Why was the outcome of this game an "upset"?
It is true that the Washington Redskins are in something of an organizational disarray, primarily at the quarterback position and this seems to be adversely effecting the quality of play of the rest of the team on the field.
It is true, also, that there is conflict between the new head coach and "RGIII," which we do not have to review here.
It is true that Robert Griffin III had been recently benched in favor of backup, Colt McCoy, who himself had to be taken out of play due to injury.
But here's the thing
There has never been a question of talent on the Washington Redskins squad. The starters are in the National Football League---and starters---for a reason. Man-for-man they have always been considered an elite collection of talent, especially on the offensive side of the ball. And Robert Griffin III, the former Heisman Trophy winner, showed flashes of his previous brilliance. Under those circumstances, that team can play with and beat anybody in the "any given Sunday" National Football League.
Oh yeah, the Eagles lost a game to the Dallas Cowboys (38-27)

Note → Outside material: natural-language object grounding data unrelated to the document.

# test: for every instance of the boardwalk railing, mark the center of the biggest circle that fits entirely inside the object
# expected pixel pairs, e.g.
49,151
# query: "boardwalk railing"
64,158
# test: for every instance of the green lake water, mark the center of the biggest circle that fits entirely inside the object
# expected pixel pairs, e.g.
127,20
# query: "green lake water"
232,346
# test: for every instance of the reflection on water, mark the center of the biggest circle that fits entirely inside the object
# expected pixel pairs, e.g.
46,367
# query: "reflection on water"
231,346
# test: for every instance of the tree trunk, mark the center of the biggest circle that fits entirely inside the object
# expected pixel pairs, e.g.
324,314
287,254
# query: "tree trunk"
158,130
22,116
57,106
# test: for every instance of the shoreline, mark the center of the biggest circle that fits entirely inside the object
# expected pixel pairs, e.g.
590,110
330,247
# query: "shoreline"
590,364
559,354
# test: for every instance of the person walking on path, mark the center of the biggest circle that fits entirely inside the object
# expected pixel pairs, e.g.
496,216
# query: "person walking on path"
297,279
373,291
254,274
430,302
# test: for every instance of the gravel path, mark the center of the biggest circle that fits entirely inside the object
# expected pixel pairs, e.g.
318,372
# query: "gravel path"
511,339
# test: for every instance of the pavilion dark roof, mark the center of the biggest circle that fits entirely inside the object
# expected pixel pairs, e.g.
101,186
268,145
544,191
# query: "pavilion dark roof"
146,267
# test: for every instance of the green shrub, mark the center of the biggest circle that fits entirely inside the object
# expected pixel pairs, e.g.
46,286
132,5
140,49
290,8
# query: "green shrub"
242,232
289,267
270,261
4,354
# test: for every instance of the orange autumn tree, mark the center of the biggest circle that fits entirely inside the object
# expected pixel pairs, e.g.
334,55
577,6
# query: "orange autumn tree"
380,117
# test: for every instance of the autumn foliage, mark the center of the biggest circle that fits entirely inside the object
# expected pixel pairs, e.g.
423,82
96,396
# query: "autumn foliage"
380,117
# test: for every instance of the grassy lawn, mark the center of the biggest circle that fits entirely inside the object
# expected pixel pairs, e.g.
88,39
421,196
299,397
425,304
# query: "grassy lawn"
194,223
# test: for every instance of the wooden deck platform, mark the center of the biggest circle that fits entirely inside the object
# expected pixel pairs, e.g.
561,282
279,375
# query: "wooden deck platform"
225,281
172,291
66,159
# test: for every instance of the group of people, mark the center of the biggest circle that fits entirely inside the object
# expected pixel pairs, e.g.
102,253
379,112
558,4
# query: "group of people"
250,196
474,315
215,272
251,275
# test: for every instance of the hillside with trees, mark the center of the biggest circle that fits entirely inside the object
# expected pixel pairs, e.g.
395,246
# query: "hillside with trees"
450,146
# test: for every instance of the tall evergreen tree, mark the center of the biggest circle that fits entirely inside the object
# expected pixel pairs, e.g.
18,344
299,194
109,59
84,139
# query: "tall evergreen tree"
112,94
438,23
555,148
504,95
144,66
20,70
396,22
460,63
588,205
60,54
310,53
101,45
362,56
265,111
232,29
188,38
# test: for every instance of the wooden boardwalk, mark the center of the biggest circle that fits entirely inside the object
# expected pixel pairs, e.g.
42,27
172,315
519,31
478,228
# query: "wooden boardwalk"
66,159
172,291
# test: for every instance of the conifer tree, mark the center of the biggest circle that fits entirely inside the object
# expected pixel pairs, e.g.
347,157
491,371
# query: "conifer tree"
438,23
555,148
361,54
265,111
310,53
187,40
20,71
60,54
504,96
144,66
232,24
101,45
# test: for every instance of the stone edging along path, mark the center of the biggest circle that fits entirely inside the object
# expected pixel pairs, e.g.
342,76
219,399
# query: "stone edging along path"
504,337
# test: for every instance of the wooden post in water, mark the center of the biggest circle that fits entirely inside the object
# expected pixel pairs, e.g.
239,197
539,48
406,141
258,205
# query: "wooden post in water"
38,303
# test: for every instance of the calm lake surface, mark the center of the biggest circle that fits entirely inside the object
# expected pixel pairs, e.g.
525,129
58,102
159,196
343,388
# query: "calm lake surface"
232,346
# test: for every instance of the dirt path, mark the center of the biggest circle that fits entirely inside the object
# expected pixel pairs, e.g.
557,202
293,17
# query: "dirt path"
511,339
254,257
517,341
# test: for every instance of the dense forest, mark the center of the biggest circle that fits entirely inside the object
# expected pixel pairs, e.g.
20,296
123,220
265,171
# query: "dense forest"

The thing to say here is that these two teams split their series. The Eagles defeated the Cowboys, with Mark Sanchez at QB, by a commanding score of (33-10). Dallas got its revenge. I respond with a shrug of the shoulders and a 'That's the way it goes.'
But really, congratulations to the Dallas Cowboys (11-4), for winning the NFC East Divisional Title. They've had a long hard road, which we don't have to review here. Quarterback Tony Romo is another player whom I think the media tends to mistreat.
By the way, in the loss to Green Bay (53-20), Mark Sanchez threw for 346 yards, 2 touchdowns, and yes, 2 interceptions (I get it---interceptions bad!)
In the loss to Seattle (24-14), Mark Sanchez was stifled significantly---against this, the most special defense seen in the National Football League in thirty-five years---in completing 10 of 20 pass attempts. And yet, he still had two touchdown passes; and yes, 2 interceptions (I get it---interceptions bad!).
In the loss to the Dallas Cowboys (38-27), while it is true that Mark Sanchez did not have a touchdown throw, he still threw for a still quite respectable 252 yards. But, again, to put that in perspective, Peyton Manning and the Denver Broncos prevailed over the Buffalo Bills without Manning, unusually, having thrown a single touchdown pass himself.
But Peyton Manning and the guys won that game, while Sanchez and the Eagles did not; and so, once again, Mark Sanchez is not this and not that, not "a warrior" and all the rest of it.
It will take time for Mark Sanchez to live down the damage done to his reputation and career by his unfortunate time with the New York Jets as coached by Rex Ryan.